| > I feel this point is slowly becoming disingenuous. If someone goes through the trouble of compiling their application to asm.js, they obviously really care about performance, because "normal" javascript wasn't good enough for them. ...what? asm.js is a compiler target for C code. It's not intended to be hand-written. It's also the default compiler target for C code on the web. You wouldn't really want to compile to anything else, except NaCl I suppose (though that requires more porting effort). I don't get what you mean by "going through the trouble of compiling their application to asm.js" versus ""normal" javascript wasn't good enough for them.". Why would they compile to normal JS? There's no reason to: Their codebase is in C, C++, or some other native code language. If they compile to asm.js, they get a free performance boost. If they compile to JS, they just get horrible slowness. The only difference between them, here, is a single compiler flag. I don't understand. > Hell, elm/cljs/scala.js/js_of_ocaml/etc wasn't good enough. How many asm.js developers do you know that will go through the trouble of compiling a codebase to asm.js, without putting up an alert('This app works best on Firefox');? Why would normal JS developers be writing in asm.js? Do you even understand why asm.js exists? > Unless the barriers to entry for compiling to asm.js can be very significantly reduced, it will become a Mozilla-only ecosystem. What barriers to entry? You download the emscripten SDK and you compile your existing C/C++ app to asm.js. > I'm a huge Mozilla fanboy, but I feel like they bit off more than they could chew here, and I think the effort would be better spent on standardizing a spec for a true VM instead of trying to back-compat-hack one into javascript. It's not a VM, there's no JIT involved. |
> Why would normal JS developers be writing in asm.js? Do you even understand why asm.js exists?

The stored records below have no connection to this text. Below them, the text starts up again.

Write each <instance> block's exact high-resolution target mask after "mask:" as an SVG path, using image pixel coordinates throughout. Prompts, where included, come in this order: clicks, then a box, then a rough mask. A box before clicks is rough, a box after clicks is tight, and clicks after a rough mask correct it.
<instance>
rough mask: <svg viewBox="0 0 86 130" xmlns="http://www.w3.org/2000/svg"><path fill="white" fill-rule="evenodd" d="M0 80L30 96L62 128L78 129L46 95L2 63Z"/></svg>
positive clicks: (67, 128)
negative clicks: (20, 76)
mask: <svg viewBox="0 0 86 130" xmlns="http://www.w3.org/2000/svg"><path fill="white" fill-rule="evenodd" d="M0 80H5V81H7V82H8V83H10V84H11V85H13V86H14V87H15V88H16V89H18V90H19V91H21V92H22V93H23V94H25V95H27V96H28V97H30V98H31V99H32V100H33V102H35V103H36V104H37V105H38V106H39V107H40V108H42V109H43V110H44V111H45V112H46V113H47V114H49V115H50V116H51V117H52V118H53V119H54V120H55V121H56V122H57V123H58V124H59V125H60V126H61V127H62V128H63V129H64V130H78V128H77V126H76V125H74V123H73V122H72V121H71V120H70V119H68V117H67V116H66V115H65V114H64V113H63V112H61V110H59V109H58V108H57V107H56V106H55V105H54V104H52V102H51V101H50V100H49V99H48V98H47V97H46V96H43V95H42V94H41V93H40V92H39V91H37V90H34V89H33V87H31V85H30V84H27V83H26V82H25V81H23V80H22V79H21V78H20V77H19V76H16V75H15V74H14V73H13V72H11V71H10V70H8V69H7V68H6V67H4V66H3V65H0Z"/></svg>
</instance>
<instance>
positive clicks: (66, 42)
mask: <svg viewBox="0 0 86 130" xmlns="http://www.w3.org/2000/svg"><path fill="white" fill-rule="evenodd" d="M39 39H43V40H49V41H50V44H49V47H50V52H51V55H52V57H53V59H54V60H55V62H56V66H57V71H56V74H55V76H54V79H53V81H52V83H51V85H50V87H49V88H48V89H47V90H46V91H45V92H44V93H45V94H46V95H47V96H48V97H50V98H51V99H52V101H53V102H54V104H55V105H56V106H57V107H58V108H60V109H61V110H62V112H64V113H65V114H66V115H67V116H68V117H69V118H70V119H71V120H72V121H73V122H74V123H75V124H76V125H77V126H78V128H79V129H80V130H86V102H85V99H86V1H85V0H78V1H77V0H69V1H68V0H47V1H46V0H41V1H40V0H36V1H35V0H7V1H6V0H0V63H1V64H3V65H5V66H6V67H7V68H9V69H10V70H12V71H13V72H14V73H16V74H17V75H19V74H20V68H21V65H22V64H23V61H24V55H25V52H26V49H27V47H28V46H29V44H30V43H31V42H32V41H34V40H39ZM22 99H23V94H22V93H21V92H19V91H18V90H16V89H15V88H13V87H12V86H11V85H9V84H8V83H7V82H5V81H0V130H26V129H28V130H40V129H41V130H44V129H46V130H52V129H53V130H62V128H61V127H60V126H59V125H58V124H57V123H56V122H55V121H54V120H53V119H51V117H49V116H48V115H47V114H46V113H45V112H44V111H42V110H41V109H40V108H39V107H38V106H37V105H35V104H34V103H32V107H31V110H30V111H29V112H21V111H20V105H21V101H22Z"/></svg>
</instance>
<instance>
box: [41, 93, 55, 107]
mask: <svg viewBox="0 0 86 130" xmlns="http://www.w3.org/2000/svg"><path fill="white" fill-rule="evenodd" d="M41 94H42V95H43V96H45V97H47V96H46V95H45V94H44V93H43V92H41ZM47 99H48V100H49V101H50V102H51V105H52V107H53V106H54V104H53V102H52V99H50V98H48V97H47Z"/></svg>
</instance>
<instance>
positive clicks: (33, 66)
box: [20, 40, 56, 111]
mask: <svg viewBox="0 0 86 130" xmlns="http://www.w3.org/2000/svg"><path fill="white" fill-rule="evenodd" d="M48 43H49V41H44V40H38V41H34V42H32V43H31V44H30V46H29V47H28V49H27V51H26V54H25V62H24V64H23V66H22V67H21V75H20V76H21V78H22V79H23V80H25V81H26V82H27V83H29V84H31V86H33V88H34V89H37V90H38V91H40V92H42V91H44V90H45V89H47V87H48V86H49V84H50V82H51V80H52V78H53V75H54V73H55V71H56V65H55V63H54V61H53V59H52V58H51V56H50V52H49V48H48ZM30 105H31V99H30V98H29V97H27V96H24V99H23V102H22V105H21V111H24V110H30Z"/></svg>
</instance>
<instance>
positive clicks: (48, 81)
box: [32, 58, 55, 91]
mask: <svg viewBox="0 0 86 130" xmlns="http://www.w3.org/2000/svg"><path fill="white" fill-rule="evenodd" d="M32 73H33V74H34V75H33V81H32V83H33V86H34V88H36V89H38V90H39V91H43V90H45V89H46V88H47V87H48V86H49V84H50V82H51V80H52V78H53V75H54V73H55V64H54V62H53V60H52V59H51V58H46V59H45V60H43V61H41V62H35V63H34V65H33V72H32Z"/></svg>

Normal JS developers would use asm.js if they needed extra performance. I occasionally need extra performance out of javascript, so I use heavily optimized clojurescript, which helps for some applications. If I had exhausted those options, I would try programming in C and compiling to asm.js.
> What barriers to entry? You download the emscripten SDK and you compile your existing C/C++ app to asm.js.
Ha. You obviously haven't tried to do that yet. asm.js is intended to be a compiler target for many languages. It only succeeds for two languages (C/C++), thanks to emscriptem more than asm.js, and even that is not trivial. It takes significant effort to port most C/C++ applications...otherwise they wouldn't have their own codebases, they would just be a different target on a makefile. If it were as simple as you make it out to be, we would have hundreds of languages compiling to asm.js by now; C/C++, but also every language that compiles to C/C++ or LLVM bytecode. As it is, we have maybe a couple dozen large legacy codebases that have been ported.
> It's not a VM, there's no JIT involved.
A VM does not necessarily imply JIT, but that is beside the point. A VM executes bytecode, and asm.js is an attempt to use javascript as bytecode. Javascript wasn't designed as a VM, and several of its "features" actively subvert its use as a VM, which is why asm.js relies on guarantees that you will not use those features.
If getting the performance that asm.js developers expect out of asm.js requires the use of a browser that optimizes for asm.js, then the solution isn't cross-platform. In fact, it isn't really any better than NaCL, god forbid.